Abdurrahman Dilipak, AKP'yi yargıyı kullanmak konusunda uyardı.

Dilipak'tan AKP'ye uyarı: Bir gün o adalet, onu kullananlara da gerekebilir
10 Kas 2018 22:07:07

Abdurrahman Dilipak, AKP'yi bu kez de yargı konusunda uyardı. İktidarın aldığı bazı kararlarda yargıyı öne çıkartması ya da yargıya müdahale etmesi gibi belli tutumları eleştiren Dilipak, "Siyaset bazı pragmatik kararlar alabilir ama bunu yargıyı baskılayarak, kullanarak yapmamalı." şeklinde bir ifade kullandı.

Abdurrahman Dilipak, "Def-i mazarrat ve celb-i menafi" başlıklı yazısında oldukça geniş bir konuyu ele alıyor. 
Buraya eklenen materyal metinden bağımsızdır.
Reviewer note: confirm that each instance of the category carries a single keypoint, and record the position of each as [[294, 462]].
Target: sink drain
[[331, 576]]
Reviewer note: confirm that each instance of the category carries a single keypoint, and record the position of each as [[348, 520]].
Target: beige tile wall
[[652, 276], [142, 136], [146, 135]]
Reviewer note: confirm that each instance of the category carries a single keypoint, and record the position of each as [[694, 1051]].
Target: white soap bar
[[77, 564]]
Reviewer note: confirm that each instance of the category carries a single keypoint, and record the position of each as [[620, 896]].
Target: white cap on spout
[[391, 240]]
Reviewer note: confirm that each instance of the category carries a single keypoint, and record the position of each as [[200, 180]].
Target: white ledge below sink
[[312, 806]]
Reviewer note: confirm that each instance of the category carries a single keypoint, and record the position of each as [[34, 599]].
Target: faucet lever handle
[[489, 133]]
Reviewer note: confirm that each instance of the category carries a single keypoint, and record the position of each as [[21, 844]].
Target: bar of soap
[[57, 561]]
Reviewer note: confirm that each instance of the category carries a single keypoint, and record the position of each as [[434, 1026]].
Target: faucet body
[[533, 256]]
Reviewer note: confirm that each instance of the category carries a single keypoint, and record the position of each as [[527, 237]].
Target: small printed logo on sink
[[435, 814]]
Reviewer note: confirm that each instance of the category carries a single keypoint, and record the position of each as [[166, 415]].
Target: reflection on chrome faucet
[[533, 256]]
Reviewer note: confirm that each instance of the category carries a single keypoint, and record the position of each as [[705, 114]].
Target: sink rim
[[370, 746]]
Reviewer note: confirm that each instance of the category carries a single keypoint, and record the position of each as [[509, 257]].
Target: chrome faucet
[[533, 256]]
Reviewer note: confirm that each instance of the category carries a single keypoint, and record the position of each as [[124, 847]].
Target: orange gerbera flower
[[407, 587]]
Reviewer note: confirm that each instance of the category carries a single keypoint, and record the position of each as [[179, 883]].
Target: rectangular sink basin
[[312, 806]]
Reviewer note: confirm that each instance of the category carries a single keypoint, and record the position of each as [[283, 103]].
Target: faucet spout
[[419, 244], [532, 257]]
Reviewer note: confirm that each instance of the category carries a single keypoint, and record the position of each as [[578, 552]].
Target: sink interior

Abdurrahman Dilipak ayrıca; FETÖ davalarının yargıyı yaralamaya başladığına değindi. Yargıya güvenin azaldığını ve bunun hayra alâmet olmadığını söyleyen Dilipak, bürokraside ise şaibeli isimlerin terfi ettiğinden bahsetti. 

İşte Dilipak tarafından kaleme alınan yazının o kesiti;

Şunu anlarım, siyaset bazı pragmatik kararlar alabilir, ama bunu yargıyı baskılayarak, kullanarak yapmamalı. Siyasi irade bir tasarrufta bulunuyorsa, bunun sorumluluğunu da kendisi üstlenmeli. Bu bütün dünya için böyle olmalı. Adalet bu tür olaylarda malzeme olarak kullanılırsa tuz kokar. Bir gün o adalet, onu kullananlara da gerekebilir.. Bakın, Bahçeli ile yaşanan af polemiği de böyle bir durum. Affı, yargıyı politik bir amaçla by-pass etmek, manipüle etmek için kullanırsanız, yarın bu işin sonu, 12 Eylül'de olduğu gibi oportünist bir takım kişilerin elinde “siyaseten katl”e kadar gider. Biz bunu faili (malum) meçhuller olayında yaşadık. Sonra “Kozmik oda”, “Şeytan üçgeni”ne döner, cinayet arşivlerinin tutulduğu! O gün, o meselede o işinizi çözer, ama insanların idrakinde adalet duygusunu yaralar, yargıçlar ve yargı sistemi, hukuk düzeninde kötü bir emsal oluşturur.

 

FETÖ davaları ile ilgili yaşanan süreç de bana kalırsa aynı şekilde siyaseti de, hukuk düzenini de yaralamaya başladı. İşler istenilen şekilde gitmiyor! Yargıya güven azaldı. Bu hayra alamet değil. Bürokraside de durum aynı. Bazı şaibeliler terfi ediyor, direnenler oldukları yerde sayıyor ya da soruşturma üstüne soruşturma geçiriyor. Dün bir cemaat vardı şimdi 40 oldular. Biri gidiyor, bir başkası geliyor. Bazen gelen gideni aratıyor. Üniversiteler, mektepler nasıl! Yetmedi, gitmesi gereken terfi ediyor, kalması gereken istifaya zorlanıyor.

 

Falan şaibeli zat bunca iddiaya / söylentiye rağmen o göreve nasıl getirilebiliyor ya da o kişi o görevi, yıpratılacağını bile bile  niye kabul ediyor?. Onu oraya kim, niçin getirdi!.